Hipocrisias históricas



Hipocrisias históricas




Acho uma grande hipocrisia quando ouço alguém dizer que não admira o patrimônio histórico que foi edificado por mãos escravas. Tudo deve ser analisado dentro de um contexto maior e as ações humanas não podem ser dissociadas de seu tempo.

As práticas de trabalho escravo na atualidade são sempre desprezíveis, pois rebaixam o ser humano a condições degradantes, acabam com sua dignidade e o expõem a riscos absurdos. Mas o mesmo não se pode dizer, por exemplo, de um muro de pedras ou de uma igreja construídos no século dezoito, pois dentro da atualidade histórica daquela época, isso era perfeitamente normal.

Há muitas pessoas que julgam os personagens históricos com os pesos e as medidas atuais.
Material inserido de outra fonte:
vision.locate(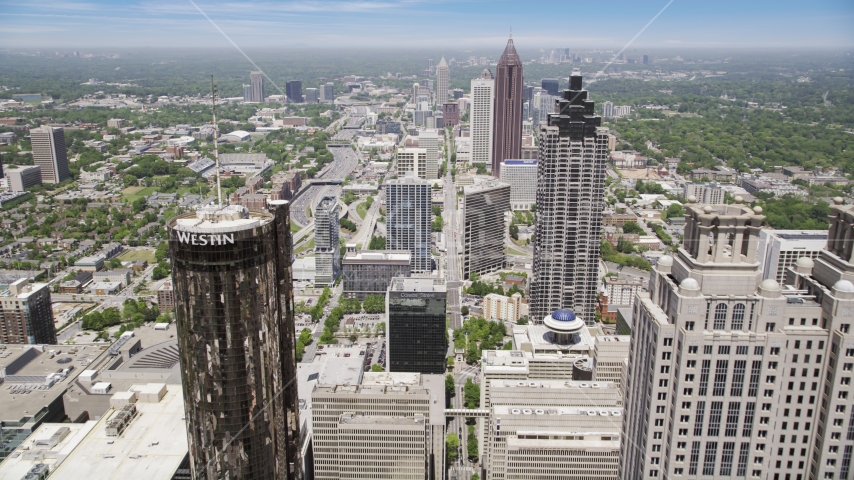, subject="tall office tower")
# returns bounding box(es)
[0,278,57,345]
[285,80,303,103]
[249,72,265,103]
[5,165,42,192]
[784,197,854,479]
[412,83,421,105]
[469,69,495,169]
[522,85,534,102]
[434,57,450,106]
[30,127,71,183]
[442,101,460,127]
[305,88,320,103]
[602,102,614,118]
[684,182,724,204]
[462,180,510,279]
[397,148,428,180]
[418,129,439,180]
[757,230,827,285]
[501,160,537,210]
[314,196,341,286]
[168,200,301,479]
[342,250,412,300]
[386,276,448,374]
[530,75,608,325]
[311,372,445,480]
[532,91,558,126]
[540,78,560,97]
[620,202,854,479]
[320,82,335,103]
[492,35,524,178]
[385,172,433,272]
Mas e se essas mesmas pessoas pudessem ser transportadas para aquele distante tempo, será que se comportariam diferente? Se eu fizesse essa pergunta a quem merece ouvi-la, possivelmente ouviria que jamais se utilizaria dos cativos para se enriquecer.


Então, voltou a perguntar o porquê de comprarmos produtos fabricados na China, se constantemente somos informados pela mídia que naquele país se usa trabalho escravo de prisioneiros? E que dizer das fazendas brasileiras que são flagradas na exploração de mão de obra sem remuneração alguma? Por que não exigir das autoridades um selo de controle do trabalho escravo?
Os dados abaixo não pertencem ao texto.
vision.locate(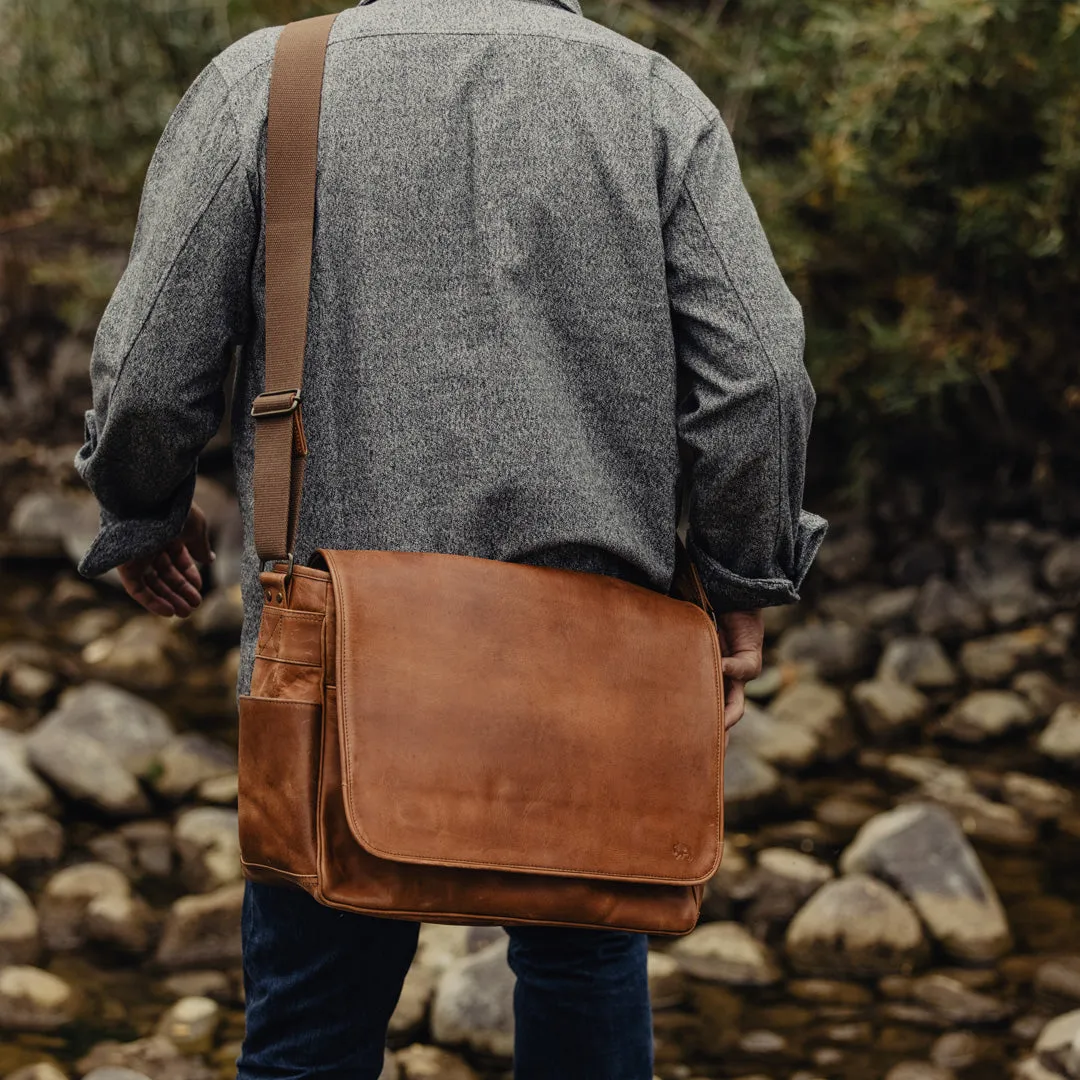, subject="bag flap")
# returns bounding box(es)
[320,551,724,885]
A sociedade mineradora do século dezoito somente existiu porque havia o escravo para resguardá-la. Personalidade tão importante quanto o mais influente político da época, não fosse o africano aprisionado e este país teria tomado outro rumo. É de fato muito triste conhecer a fundo a história dos cativos negros, mas isso não tira o esplendor e a beleza de uma obra edificada por suas mãos, ainda que banhadas em sangue.

Um aviso, portanto, aos que se limitam a ver o erro nos atos alheios: cuidem de trabalhar por um mundo melhor e para isso basta ser uma pessoa de seu tempo. Chega de hipocrisias históricas.